Kosovo : l'indépendance, et après ?

C'est fait, le Kosovo est devenu "indépendant" dans l'enthousiasme populaire pour les Albanais du Kosovo, devant l'hostilité des autorités serbes (et d'une partie de la population serbe), ainsi que celle des autorités russes... Et le scepticisme de beaucoup. Cette indépendance, en effet, est très dépendante : dépendance économique vis-à-vis de l'Union européenne, mais aussi dépendance politique puisque l'Europe va maintenir sur place un fort contingent policier et administratif sur place. Dépendance aussi par rapport aux Etats-Unis qui ont une base militaire au Kosovo. 
 
Un peuple qui lutte pour son indépendance et finit par l'obtenir devrait pourtant recueillir la sympathie de l'opinion publique mondiale. En effet, les Albanais du Kosovo ont beaucoup souffert depuis une vingtaine d'années. Les médias n'ont d'ailleurs pas rappelé que c'est là qu'avait commencé le processus d'éclatement de la Yougoslavie. En 1989, il ya vingt ans, pour répondre à certaines mesures répressives de Milosevic (suppression de l'autonomie), des manifestations éclatèrent. Elles furent sévèrement réprimées (plusieurs morts), et d'autres républiques, comme la Croatie et la Slovénie, protestèrent. De fil en aiguille, leurs relations avec la Serbie se tendirent. Elles votèrent leur indépendance en 1991.
 
Des citoyens de seconde zone
 Les Albanais du Kosovo étaient presque deux millions à cette époque. Une population rurale, paysanne, religieuse (musulmane avec une minorité catholique), avec des familles nombreuses. Depuis la création de la Yougoslavie, après la première guerre mondiale, ce groupe ne fut pas traité à égalité avec les autres peuples : il n'était pas d'origine slave quand l'Etat était censé regroupé les "slaves du sud".
 
Pourtant, sous Tito, des avancées eurent lieu et le Kosovo fut reconnu comme région autonome mais dans la République serbe. Ce n'était pas encore l'égalité complète puisque les six républiques (Serbie, Monténégro, Macédoine, Slovénie, Croatie, Bosnie), avaient, par exemple, un droit de secéssion non reconnu au Kosovo (ni non plus à la Voïvodine, région autonome du Nord de la Serbie).
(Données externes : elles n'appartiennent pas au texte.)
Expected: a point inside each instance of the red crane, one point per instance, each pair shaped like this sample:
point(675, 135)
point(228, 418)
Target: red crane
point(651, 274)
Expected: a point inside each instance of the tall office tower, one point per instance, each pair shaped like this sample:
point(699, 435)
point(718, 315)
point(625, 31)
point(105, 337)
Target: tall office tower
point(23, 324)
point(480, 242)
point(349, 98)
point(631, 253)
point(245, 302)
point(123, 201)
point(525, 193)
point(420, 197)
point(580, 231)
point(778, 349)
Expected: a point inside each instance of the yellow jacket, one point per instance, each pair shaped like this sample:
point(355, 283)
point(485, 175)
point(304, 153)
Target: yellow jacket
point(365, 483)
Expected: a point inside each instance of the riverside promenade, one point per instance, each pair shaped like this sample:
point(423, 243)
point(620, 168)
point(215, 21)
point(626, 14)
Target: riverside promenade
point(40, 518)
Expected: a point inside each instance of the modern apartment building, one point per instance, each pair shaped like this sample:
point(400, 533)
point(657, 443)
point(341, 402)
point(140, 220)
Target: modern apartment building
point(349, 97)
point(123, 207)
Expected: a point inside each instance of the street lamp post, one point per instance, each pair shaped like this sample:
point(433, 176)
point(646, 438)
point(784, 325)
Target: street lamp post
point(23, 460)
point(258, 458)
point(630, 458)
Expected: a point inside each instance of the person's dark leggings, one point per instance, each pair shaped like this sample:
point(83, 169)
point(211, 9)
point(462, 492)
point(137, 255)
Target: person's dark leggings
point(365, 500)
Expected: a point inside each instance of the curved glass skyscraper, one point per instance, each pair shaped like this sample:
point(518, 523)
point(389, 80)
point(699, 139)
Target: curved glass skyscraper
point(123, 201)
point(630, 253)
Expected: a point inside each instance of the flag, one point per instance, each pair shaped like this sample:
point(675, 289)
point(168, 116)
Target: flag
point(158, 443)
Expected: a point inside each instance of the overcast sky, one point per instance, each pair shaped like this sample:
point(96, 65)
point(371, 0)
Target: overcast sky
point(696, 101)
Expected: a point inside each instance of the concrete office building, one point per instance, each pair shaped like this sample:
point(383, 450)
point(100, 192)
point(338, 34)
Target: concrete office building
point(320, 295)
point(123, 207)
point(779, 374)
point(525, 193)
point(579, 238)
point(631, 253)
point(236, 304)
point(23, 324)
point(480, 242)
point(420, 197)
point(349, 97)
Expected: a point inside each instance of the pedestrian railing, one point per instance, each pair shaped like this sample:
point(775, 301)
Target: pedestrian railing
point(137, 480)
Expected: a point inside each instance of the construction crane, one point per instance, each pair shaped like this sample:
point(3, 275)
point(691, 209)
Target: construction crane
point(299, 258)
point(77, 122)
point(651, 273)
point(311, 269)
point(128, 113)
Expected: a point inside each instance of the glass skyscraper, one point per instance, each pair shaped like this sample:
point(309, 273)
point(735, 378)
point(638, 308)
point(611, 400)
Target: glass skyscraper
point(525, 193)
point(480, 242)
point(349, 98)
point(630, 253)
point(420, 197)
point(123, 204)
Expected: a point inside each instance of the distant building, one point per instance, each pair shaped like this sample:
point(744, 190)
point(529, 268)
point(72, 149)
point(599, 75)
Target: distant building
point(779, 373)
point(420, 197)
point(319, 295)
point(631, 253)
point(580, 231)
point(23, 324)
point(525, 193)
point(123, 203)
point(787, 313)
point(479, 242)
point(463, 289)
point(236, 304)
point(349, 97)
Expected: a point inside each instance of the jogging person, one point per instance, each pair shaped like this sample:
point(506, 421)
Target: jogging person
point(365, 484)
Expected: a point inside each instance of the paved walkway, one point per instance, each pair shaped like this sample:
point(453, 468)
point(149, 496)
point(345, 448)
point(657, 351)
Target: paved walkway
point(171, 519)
Mais il y avait du progrès. Une université fut créée à Prishtina. Un responsable politique kosovar que j'avais rencontré en 1995 dans cette ville faisait remarquer que les Albanais auraient pu devenir de vrais citoyens yougoslaves, au bout de quelques décennies dans cette voie.
 
L'après Tito : faillite de la Yougoslavie 
 A la mort de Tito, la Yougoslavie n'a pas réussi son évolution démocratique. A la tête de la Serbie est arrivé un président, Milosevic, qui, pour asseoir son pouvoir, a entamé un discours nationaliste serbe jusque là interdit aux élites politiques communistes, le fédéralisme étant l'idéologie officielle. Milosevic a manoeuvré pour prendre le pouvoir en Serbie et tenté de le prendre sur l'ensemble de la Yougoslavie en contrôlant la présidence collégiale. Pour celà, il lui fallait des hommes à lui à la tête de la Voïvodine et du Kosovo (représentés à la présidence). Avec la voix de la Serbie, celle de l'allié traditionnel le Monténégro, celà faisait déjà quatre voix sur huit... Mais cette stratégie aboutit à des tensions telles que la Yougoslavie explosa, et qu'elle continue d'exploser.
 
La guerre éclata en Slovénie (courte, septembre 1991), puis en Croatie (1991-1995), puis encore en Bosnie (1992-1995). Pris dans la tourmente les Albanais du Kosovo tentèrent de résister par la non-violence à la mainmise du pouvoir de Belgrade qui, par la répression policière constante, maintenait la population dans la peur et organisait une forme d'épuration ethnique (émigration des Albanais, transplantation contre leur gré des populations serbes réfugiées de Bosnie...).
 
Résister par la non-violence 
Les Albanais développèrent une société parallèle (enseignement en albanais, gouvernement et parlement clandestins, économie parallèle...). A leur tête, les Kosovars élirent comme président, lors d'élections clandestines, Ibrahim Rugova. Mais, en 1995, les accords de paix de Dayton instaurèrent une paix précaire dans l'ex-Yougoslavie et... Le Kosovo était laissé à la Serbie. La stratégie non-violente de Rugova ne fut pas suffisamment soutenue par la communauté internationale alors même qu'elle pouvait éviter une guerre et garantir les droits de minorités au Kosovo.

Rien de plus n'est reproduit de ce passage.